Jack Studio Theatre until 27 October

Mill Studio, Yvonne Arnaud 1 -3 November

Reviewed by Claire Roderick

5*****

Whether it’s Bela Lugosi, Christopher Lee, Gary Oldman, Leslie Nielsen or the Sesame Street Count, everyone has a favourite version of Dracula. Bram Stoker’s novel is still ripe for adaptation, with the vampiric mix of seduction and repulsion irresistible to new audiences and creating a tourist boom for Transylvania. (Top travel tip: don’t bother going to Bran Castle if you’re Welsh – it’s like being on the tube during rush hour and makes Castell Coch feel authentic.) After creating magic with Frankenstein, the prospect of Arrows and Traps getting to sink their teeth into Dracula (sorry, I promise that’ll be the only one) was pretty damn exciting. And Ross McGregor hasn’t disappointed – everything about this production screams quality.

Francine Huin-Wah’s set, full of arches and trapdoors out of with vampires can slink, Ben Jacobs’ eerie lighting design and Alistair Lax’s sound design create a gothic and intense atmosphere that is guaranteed to make you a little jittery before anything spooky actual happens. Ross McGregor’s masterful adaptation keeps some of the epistolic style of the novel in the opening scenes, with wonderful comic timing from Beatrice Vincent, Conor Moss and Lucy Ioannou as Mina, Jonathan and Lucy establishing their relationships and character clearly and quickly.

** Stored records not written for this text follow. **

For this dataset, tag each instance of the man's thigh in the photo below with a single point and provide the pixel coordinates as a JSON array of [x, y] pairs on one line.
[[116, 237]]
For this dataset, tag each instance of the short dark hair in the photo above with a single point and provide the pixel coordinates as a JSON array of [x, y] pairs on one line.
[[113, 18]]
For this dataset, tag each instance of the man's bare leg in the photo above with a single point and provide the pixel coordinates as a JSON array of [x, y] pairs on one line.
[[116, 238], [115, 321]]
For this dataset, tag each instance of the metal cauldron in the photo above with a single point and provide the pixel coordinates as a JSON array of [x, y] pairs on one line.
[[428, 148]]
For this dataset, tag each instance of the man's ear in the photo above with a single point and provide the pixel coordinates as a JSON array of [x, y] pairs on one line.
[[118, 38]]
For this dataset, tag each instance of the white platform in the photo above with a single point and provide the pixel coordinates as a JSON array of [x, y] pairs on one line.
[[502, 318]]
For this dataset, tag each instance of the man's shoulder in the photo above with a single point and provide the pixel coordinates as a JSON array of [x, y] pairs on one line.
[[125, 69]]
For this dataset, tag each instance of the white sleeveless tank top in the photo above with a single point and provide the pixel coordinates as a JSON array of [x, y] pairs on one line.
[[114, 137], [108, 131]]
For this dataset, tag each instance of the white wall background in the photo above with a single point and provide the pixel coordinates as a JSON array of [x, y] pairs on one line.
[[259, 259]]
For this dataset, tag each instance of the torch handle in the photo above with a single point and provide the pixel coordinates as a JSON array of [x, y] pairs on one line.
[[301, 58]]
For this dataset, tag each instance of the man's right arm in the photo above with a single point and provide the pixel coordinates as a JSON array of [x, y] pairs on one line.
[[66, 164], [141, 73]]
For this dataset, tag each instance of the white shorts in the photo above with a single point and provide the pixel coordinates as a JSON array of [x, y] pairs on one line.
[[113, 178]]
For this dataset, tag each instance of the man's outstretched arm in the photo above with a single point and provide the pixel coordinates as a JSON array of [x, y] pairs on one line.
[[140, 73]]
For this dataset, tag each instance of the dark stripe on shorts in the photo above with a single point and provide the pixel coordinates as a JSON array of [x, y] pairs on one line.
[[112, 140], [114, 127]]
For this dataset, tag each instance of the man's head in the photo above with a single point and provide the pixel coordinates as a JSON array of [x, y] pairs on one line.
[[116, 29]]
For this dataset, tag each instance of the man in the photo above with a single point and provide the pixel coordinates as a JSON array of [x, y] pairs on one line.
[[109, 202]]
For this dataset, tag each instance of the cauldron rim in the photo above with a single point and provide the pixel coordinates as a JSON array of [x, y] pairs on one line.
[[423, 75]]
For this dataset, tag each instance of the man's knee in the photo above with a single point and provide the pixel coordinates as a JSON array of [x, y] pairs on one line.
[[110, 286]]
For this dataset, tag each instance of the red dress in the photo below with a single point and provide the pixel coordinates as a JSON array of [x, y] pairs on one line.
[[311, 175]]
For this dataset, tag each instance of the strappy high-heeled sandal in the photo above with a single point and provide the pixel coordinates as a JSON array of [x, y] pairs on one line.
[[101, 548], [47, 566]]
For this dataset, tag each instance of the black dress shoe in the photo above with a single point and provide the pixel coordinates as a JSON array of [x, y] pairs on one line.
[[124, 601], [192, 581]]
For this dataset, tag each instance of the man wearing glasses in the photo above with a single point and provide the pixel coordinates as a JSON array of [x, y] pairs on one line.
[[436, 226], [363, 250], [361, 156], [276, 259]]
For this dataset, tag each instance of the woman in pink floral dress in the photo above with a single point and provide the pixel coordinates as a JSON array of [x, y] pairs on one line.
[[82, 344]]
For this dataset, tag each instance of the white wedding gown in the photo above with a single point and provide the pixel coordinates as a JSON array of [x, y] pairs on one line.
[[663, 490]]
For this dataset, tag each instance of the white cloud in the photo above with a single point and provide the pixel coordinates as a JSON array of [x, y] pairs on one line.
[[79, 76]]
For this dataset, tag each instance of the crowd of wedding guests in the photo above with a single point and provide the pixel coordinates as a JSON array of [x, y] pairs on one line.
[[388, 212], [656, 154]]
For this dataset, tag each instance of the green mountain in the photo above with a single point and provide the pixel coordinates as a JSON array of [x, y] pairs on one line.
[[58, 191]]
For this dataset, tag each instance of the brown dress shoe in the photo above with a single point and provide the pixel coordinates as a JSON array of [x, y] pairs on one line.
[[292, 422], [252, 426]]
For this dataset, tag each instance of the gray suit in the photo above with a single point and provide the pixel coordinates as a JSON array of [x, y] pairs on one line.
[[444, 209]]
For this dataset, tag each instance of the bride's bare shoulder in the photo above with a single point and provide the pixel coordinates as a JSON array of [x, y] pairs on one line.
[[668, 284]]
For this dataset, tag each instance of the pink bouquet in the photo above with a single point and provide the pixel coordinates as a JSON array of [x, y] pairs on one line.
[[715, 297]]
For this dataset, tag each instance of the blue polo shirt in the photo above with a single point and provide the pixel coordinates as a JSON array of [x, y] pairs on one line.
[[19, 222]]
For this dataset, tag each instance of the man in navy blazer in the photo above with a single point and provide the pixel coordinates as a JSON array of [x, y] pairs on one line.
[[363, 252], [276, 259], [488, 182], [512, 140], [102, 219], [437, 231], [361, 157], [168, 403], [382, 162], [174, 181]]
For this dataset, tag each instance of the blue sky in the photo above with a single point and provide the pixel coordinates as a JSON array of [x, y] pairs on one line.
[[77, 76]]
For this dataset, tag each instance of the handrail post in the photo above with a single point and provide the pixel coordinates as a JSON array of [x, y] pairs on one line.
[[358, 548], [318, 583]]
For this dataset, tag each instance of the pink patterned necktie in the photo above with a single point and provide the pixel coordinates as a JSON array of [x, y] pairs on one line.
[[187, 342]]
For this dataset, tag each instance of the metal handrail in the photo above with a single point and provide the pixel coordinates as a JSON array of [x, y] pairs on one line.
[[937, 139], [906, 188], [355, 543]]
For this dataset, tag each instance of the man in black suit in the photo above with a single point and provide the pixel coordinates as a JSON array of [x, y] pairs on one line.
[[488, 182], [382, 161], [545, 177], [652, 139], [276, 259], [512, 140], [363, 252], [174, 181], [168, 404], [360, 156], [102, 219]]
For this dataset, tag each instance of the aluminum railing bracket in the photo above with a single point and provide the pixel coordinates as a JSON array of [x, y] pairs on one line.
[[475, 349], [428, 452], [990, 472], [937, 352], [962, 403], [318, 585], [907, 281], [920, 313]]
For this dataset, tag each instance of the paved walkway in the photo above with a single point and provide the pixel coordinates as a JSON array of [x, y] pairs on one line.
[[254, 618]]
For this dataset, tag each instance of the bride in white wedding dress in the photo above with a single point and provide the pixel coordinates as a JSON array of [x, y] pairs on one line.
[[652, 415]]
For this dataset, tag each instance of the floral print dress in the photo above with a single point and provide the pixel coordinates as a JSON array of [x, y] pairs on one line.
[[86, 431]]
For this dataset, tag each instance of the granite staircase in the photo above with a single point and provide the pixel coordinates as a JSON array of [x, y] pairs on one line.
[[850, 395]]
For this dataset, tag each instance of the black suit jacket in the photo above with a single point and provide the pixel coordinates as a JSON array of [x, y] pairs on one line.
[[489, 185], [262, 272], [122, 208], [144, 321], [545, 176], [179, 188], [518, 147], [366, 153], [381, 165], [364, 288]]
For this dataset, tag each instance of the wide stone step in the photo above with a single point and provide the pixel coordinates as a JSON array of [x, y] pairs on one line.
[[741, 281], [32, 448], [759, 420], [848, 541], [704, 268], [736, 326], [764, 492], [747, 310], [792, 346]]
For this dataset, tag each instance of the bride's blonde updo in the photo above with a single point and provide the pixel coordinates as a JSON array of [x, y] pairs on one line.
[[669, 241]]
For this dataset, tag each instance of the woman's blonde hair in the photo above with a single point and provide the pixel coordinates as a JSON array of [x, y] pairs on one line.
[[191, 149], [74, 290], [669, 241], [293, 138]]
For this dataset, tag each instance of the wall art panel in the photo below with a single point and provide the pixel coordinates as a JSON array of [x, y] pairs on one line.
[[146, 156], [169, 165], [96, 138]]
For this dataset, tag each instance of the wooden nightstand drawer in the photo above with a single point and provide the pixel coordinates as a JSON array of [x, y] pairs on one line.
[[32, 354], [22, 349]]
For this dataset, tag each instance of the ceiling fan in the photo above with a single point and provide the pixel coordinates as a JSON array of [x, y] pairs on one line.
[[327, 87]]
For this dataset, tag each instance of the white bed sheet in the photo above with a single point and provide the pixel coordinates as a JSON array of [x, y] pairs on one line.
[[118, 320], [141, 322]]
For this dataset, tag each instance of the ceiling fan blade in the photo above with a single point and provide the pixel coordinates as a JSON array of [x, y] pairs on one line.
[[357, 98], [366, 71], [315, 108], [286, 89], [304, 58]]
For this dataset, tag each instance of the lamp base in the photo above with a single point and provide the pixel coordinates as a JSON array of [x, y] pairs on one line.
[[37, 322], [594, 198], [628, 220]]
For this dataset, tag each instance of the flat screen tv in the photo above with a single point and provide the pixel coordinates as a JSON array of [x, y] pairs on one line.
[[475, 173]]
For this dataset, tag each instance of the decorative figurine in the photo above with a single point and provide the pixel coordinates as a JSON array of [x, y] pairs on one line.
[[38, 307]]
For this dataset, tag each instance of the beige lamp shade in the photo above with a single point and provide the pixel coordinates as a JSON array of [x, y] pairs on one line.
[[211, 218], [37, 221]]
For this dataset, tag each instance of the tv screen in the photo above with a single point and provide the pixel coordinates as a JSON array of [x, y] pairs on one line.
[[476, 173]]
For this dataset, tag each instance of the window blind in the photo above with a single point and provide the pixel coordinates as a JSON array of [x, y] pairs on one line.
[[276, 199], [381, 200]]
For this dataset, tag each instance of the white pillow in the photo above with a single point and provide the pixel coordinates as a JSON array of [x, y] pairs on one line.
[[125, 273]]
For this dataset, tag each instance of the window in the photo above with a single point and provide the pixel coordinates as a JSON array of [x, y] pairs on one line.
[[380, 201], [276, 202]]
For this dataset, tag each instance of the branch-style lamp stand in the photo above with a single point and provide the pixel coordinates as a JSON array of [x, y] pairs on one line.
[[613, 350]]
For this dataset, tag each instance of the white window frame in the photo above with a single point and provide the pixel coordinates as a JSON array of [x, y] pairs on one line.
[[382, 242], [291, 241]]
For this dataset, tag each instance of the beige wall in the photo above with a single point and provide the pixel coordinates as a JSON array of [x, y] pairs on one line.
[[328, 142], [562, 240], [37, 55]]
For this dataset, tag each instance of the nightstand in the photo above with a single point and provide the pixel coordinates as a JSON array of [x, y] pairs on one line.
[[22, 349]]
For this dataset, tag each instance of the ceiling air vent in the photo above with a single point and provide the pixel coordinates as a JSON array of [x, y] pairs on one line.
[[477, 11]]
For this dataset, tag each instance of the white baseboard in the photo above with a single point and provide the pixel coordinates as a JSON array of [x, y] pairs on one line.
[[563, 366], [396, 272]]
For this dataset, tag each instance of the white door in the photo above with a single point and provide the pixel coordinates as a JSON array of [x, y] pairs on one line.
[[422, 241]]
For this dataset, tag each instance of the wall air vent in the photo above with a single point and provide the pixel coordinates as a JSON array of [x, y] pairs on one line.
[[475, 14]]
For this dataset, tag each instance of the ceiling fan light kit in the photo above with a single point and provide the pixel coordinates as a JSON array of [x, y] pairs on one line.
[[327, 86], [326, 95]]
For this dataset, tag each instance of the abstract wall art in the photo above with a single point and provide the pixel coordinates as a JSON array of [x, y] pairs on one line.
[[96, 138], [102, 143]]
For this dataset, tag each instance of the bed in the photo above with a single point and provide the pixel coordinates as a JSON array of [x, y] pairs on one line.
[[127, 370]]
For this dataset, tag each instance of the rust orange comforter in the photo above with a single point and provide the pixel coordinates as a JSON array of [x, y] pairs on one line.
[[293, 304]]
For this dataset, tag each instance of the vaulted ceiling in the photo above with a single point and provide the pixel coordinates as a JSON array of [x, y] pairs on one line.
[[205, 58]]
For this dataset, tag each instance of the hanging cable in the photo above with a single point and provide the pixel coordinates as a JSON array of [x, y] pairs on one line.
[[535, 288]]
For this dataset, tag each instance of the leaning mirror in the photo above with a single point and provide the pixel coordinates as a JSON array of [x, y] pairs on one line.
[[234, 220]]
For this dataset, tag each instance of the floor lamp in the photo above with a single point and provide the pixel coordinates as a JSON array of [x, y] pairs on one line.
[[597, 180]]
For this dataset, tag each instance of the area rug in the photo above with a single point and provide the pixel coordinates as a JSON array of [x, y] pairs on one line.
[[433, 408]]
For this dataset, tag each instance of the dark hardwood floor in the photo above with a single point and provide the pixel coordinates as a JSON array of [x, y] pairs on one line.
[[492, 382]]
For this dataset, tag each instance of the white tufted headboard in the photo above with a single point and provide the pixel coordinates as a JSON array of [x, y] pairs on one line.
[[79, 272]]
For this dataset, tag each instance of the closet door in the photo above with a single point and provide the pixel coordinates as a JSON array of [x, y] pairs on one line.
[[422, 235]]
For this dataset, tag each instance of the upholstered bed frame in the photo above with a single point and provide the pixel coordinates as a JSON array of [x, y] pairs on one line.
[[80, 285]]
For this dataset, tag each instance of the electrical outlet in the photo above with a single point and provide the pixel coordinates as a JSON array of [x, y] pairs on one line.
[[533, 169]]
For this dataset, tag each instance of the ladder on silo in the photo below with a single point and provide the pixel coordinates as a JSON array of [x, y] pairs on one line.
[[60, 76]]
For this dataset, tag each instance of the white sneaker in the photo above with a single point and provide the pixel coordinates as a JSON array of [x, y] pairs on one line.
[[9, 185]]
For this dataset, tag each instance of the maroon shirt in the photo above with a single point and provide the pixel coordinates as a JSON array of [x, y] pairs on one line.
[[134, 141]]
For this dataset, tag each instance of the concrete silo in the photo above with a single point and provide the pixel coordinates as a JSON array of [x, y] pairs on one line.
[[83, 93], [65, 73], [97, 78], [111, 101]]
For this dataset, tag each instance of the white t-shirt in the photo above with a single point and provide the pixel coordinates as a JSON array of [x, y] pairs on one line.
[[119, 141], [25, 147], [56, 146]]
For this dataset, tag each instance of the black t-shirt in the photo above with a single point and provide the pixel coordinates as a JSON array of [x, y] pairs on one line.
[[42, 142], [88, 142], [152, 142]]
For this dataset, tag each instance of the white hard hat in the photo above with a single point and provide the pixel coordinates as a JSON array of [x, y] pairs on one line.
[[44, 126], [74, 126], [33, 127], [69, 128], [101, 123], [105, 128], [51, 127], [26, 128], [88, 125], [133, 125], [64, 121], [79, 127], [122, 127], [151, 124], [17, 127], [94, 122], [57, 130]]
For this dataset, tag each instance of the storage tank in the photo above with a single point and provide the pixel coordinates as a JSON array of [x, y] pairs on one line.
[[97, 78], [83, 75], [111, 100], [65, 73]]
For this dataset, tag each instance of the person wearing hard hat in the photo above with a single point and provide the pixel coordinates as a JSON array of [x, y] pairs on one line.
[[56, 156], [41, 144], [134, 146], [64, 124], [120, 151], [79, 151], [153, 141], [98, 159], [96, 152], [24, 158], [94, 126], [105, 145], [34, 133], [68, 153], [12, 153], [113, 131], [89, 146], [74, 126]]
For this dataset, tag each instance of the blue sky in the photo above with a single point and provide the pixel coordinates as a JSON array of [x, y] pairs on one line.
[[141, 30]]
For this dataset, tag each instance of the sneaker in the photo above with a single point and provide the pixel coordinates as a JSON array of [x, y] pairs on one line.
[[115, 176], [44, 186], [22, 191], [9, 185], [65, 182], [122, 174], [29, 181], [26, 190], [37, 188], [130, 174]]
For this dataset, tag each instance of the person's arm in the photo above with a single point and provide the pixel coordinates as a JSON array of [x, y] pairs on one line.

From the moment he appears, you can’t take your eyes off Christopher Tester’s Dracula – magnetic and mesmerising, but with subtle hints of the underlying repulsiveness and pitiful need – Tester just nails it. McGregor cuts the number of men in Van Helsing’s unwilling gang of vampire hunters, and alters the dynamic of the story wonderfully, with the men – Jack (Alex Stevens), Arthur (Oliver Brassell) and Jonathan all becoming even more bumblingly stereotypically “English” than in the novel, while Van Helsing (Andrew Wickes) is a gentle old soul and Mina and Lucy strong women completely comfortable with who they are. McGregor’s masterstroke is casting the ever-brilliant Cornelia Baumann as Renfield – lurching from giggling, insect-gobbling coyness to full-on demonic possession with consummate ease, Baumann’s Renfield is complex and compelling. Baumann’s spellbinding performance ensures that the ease with which Dracula controlled her, and her finding the strength to deny him are completely believable, understandable and relatable.

McGregor’s direction keeps the story rolling, with the necessary exposition not dragging the pace. There are shocks aplenty, but a laugh follows quickly, which is just what you need in a spooky tale, and this is theatrical storytelling of the highest calibre.

Dracula is the perfect spinetingling treat for chilly autumn nights. Arrows and Traps have, once again, breathed wonderful new life into a classic with a production full of surprises, thrills and chills. Get a ticket while you can.